Zo is het, dat Wij, de Raad van State gehoord, en met gemeen overleg der Staten-Generaal, hebben goedgevonden en verstaan, gelijk Wij goedvinden en verstaan bij deze:

Artikel I

[Regeling vervallen per 14-11-2007]

[Red: Bevat wijzigingen in andere regelgeving.]

Artikel II

[Regeling vervallen per 14-11-2007]

  • I.

    De volgende gemeenschappelijke regelingen vervallen van rechtswege:

    • a. de Gemeenschappelijke regeling opleidingsschool voor gemeentepolitie "De Boskamp" 1990,

    • b. de gemeenschappelijke regeling ter instelling van het Politie-opleidings- en kongrescentrum "De Cloese",

    • c. de gemeenschappelijke regeling ter instelling van het Zuidnederlandse instituut voor Gemeentepolitie-opleiding en

    • d. de gemeenschappelijke regeling ter instelling van de Politie-opleidingsschool Noord-Holland.

  • II.

    • a. De vermogensbestanddelen van de openbare lichamen van de onder I bedoelde gemeenschappelijke regelingen gaan onder algemene titel over op het Landelijk instituut, zonder dat daarvoor een nadere rechtshandeling wordt gevorderd.

    • b. Aan de beheerders van de openbare registers waarin overgang van rechten of verandering van tenaamstelling kan worden ingeschreven ten aanzien van de in onderdeel a bedoelde vermogensbestanddelen, worden door de zorg van het Landelijk instituut de daartoe vereiste opgaven gedaan.

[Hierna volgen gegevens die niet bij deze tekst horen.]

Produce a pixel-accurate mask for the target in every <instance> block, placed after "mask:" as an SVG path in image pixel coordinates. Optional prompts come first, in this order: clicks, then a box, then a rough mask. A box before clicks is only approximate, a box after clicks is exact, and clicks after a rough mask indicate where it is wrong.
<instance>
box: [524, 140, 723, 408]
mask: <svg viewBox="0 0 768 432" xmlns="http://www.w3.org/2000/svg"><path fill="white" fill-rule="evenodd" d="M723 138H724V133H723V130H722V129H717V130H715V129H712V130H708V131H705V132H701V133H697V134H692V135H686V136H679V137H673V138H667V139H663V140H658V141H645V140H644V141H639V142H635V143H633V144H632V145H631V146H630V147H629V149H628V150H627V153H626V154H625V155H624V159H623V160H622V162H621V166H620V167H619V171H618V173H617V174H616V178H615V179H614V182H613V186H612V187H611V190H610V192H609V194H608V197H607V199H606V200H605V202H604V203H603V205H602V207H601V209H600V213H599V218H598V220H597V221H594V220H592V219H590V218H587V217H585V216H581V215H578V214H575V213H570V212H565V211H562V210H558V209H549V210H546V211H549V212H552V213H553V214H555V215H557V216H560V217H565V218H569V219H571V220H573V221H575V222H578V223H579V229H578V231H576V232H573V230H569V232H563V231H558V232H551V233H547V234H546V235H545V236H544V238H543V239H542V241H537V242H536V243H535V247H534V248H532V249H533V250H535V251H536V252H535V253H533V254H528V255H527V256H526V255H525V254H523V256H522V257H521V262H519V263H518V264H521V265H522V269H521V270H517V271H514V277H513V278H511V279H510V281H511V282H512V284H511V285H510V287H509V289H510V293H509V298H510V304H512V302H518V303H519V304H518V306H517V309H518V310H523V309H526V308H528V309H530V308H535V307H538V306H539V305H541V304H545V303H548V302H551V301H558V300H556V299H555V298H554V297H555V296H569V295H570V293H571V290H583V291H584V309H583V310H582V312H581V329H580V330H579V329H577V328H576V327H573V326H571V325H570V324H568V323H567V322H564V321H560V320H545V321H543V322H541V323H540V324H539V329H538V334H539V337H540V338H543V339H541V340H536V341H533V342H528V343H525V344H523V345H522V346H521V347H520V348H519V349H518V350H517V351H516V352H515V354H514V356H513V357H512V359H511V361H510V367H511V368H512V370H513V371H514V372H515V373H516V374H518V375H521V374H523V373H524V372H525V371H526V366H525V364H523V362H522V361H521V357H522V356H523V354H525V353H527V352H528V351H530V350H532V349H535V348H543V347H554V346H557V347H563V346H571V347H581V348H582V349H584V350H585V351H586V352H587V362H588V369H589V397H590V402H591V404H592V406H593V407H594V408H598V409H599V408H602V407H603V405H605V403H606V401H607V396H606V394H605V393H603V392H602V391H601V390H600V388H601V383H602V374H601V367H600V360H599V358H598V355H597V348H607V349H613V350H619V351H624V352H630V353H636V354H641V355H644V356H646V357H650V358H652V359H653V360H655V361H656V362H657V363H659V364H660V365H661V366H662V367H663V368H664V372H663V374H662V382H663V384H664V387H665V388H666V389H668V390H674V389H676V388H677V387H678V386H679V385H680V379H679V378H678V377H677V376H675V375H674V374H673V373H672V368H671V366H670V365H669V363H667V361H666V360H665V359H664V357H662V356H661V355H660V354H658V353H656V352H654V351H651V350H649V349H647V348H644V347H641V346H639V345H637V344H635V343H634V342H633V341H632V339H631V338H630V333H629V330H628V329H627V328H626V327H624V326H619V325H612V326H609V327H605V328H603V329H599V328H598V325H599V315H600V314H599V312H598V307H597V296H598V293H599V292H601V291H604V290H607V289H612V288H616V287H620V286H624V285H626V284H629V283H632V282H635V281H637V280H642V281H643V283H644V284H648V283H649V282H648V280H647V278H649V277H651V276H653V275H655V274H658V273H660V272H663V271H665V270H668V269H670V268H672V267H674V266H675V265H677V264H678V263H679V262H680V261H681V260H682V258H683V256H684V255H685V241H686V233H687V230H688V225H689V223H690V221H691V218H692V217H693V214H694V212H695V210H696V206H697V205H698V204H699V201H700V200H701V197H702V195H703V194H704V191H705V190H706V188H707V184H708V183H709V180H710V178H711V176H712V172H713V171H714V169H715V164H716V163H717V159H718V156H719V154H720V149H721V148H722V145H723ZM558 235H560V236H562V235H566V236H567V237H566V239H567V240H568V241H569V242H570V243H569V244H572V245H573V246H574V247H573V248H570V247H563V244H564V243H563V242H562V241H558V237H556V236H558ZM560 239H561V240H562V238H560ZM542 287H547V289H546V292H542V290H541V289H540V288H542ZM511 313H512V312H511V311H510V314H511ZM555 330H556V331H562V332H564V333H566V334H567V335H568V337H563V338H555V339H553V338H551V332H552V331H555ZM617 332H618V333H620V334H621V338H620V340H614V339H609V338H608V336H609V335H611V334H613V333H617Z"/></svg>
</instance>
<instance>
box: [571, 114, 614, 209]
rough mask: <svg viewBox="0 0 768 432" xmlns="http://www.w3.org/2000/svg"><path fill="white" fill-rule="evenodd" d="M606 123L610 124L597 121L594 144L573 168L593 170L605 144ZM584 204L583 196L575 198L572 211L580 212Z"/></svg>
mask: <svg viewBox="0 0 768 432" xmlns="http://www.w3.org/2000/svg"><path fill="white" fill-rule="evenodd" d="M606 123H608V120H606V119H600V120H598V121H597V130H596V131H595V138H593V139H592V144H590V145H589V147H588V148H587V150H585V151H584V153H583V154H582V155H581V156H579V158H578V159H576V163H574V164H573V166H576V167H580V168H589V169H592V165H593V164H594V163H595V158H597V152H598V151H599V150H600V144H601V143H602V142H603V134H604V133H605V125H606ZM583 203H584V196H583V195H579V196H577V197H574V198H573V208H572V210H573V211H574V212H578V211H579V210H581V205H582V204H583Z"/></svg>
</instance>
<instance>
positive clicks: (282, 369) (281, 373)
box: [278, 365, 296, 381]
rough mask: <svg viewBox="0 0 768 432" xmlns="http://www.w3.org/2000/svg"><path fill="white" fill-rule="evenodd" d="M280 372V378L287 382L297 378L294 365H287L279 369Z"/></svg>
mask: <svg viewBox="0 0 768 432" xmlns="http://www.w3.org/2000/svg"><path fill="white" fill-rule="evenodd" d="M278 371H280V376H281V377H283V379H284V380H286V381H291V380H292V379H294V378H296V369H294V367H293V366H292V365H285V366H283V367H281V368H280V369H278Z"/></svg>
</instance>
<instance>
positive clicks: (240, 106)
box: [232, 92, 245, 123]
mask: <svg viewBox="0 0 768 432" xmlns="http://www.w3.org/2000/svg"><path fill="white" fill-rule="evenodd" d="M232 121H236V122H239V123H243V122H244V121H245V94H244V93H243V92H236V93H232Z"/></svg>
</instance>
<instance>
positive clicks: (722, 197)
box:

    • c. Indien in verband met het bepaalde in onderdeel a een verrekening tussen gemeenten dient plaats te vinden en hierover tussen de betrokken gemeenten geen overeenstemming wordt bereikt, vindt artikel 28 van de Wet gemeenschappelijke regelingen (Stb. 1984, 669) overeenkomstige toepassing.

  • III.

    • a. De ambtenaren die op de dag voorafgaand aan de inwerkingtreding van deze wet in dienst zijn van een openbaar lichaam, gebaseerd op een gemeenschappelijke regeling als genoemd onder I, worden van rechtswege eervol ontslagen onder gelijktijdige aanstelling bij het Landelijk instituut. Deze ambtenaren zullen zonder wijziging van de aard van hun aanstelling in dienst van het Landelijk instituut een functie vervullen die zoveel mogelijk overeenkomt met de functie die zij bij het openbaar lichaam vervulden. Voor zover de aanstelling bij het openbaar lichaam in tijdelijke dienst voor bepaalde tijd is, geldt de aanstelling in tijdelijke dienst bij het Landelijk instituut voor de nog niet verstreken tijd van deze aanstelling bij dat openbaar lichaam.

    • b. Ten aanzien van het personeel dat op de dag voorafgaand aan de inwerkingtreding van deze wet bij een openbaar lichaam als bedoeld in onderdeel a, op basis van een arbeidsovereenkomst naar burgerlijk recht werkzaam is, zal deze arbeidsovereenkomst worden voortgezet waarbij het Landelijk instituut als werkgever optreedt. Voor zolang met betrekking tot deze arbeidsovereenkomst geen andere voorwaarden van toepassing zijn verklaard, wordt deze beheerst door de voorwaarden die op deze rechtsbetrekking van toepassing zijn op het in het eerste lid bedoelde tijdstip.

    • c. De ambtenaren van politie die op de dag voorafgaand aan de inwerkingtreding van deze wet werkzaam zijn bij een openbaar lichaam als bedoeld in onderdeel a, zijn zonder wijziging van het dienstverband en onder dezelfde voorwaarden werkzaam bij het Landelijk instituut.

  • IV.

    Wettelijke procedures en rechtsgedingen waarbij een openbaar lichaam, gebaseerd op een gemeenschappelijke regeling als genoemd onder I, betrokken is, worden voortgezet door of tegen het Landelijk instituut.

  • V.

    • a. De vermogensbestanddelen van de Staat die behoren bij de instellingen, genoemd in de onderdelen b en c, gaan onder algemene titel over op het Landelijk instituut, zonder dat daarvoor een nadere rechtshandeling wordt gevorderd. Van deze overgang zijn uitgezonderd de vermogensrechtelijke verplichtingen van de Staat jegens personeel welke verband houden met een voor het tijdstip van overgang beëindigd dienstverband b ij deze instellingen.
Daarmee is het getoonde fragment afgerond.